I'm sure as time goes on and I get older I'll feel this way more often, but for now, I'll pretend like it didn't happen and that I'm not actually that old. That works, right?

Thursday, March 21, 2013

Secret #31

Mad props to the men brave enough to sport a skullet. That takes some serious self-confidence, right there, I tell you what.

Tuesday, March 12, 2013

The Beginner's Guide to Passive-Aggressively Making Your Neighbor Hate Your Guts

*The real first step of this is to live in a house which is shared with two other tenants. Also, there must be a shared washer and dryer in the basement and the house must be super old with paper thin walls, floors, and ceilings.

1. When your neighbors first move in, establish a system where you take their trash can out to the street for them on trash day, and they will bring your trash can back from the street for you after the garbage truck has come. Wait until a week when they have a lot of trash in their can, and then decide that the system isn't necessary anymore, and don't take their trash can out. Watch with glee as they spend the next week trying to cram more trash bags into their trash can because they thought they had a relationship built with you. Laugh at their naivety.

2. When your yard is full of leaves, sit and watch out your window as your neighbors clean up all the leaves in the yard (which takes them about 2-3 hours) and don't send your 8 and 10 year-old children out to help.

3. Laundry:
      a. Find a time when your neighbor starts to do their laundry. Wait until the washer has just finished. Take some incredibly important laundry down that you simply can't wait to wash. Take your neighbor's wet laundry out of the washer (bonus points if it's their white sheets) and put them on top of the incredibly dirty dryer. Put your clothes in the washer, and then leave your house. For the day. Don't worry about putting your clothes in the dryer for at least the next 24-48 hours.
              a1. If you don't manage to get down to the washer before they do (I mean, who really pays attention to how long the washer is going to take??), have no fear! As soon as you hear them coming down the stairs with their next load of laundry, grab whatever clothes you have available, put them in a basket, and walk out your door at the exact moment they do.
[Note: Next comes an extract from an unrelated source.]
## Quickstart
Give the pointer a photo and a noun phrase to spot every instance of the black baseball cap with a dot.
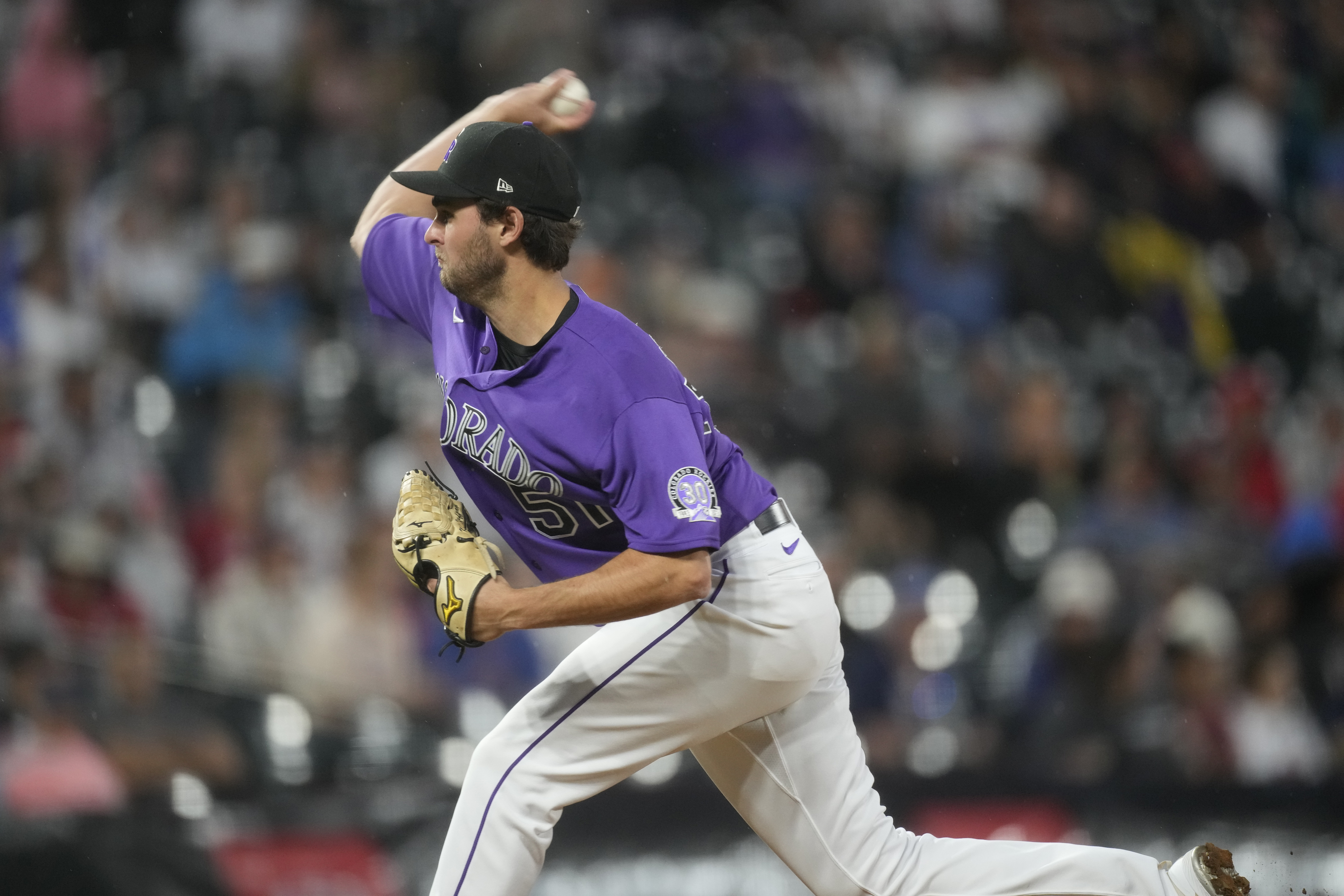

This will cause them to feel guilty and let you do your laundry in the middle of theirs. This is your chance to leave your clothes in the washer (or dryer, if you actually care about your clothes not getting moldy) all day. This technique will make them especially mad, because they know you saw that they had more laundry to do. Plus one for you! 
      b. Generally, whenever you do your laundry, try your best to leave things in the washer or dryer for as long as possible. Don't leave a basket downstairs for your neighbor to put your clothes into (I mean, they're nice people and wouldn't to put your clothes on top of the dirty dryer, so take advantage of that), causing them to never be able to use the washer and dryer.
      c.  Never, ever, ever clean out the lint trap on the dryer. If you're lucky, you could burn the house down! Bonus points for complaining to the neighbor that sometimes the dryer just doesn't work and you can't figure out why.
      d. Teach your children to do their own laundry, and then make them do it. Make sure they leave chocolate bars in their pockets that will melt and then burn, solid as a rock into the side of the dryer, but not before it leaves chocolate smears on the next few loads of laundry.

4. Never, ever pick up your dog's poop.

5. Making a lot of noise is a beginner's technique. To really be considered a master, make persistent tapping or banging noises on one of your walls. Do it every day, and make sure to make the noise at a constant rate.

This message is brought to you by my downstairs neighbor. She's the ultimate expert on this topic.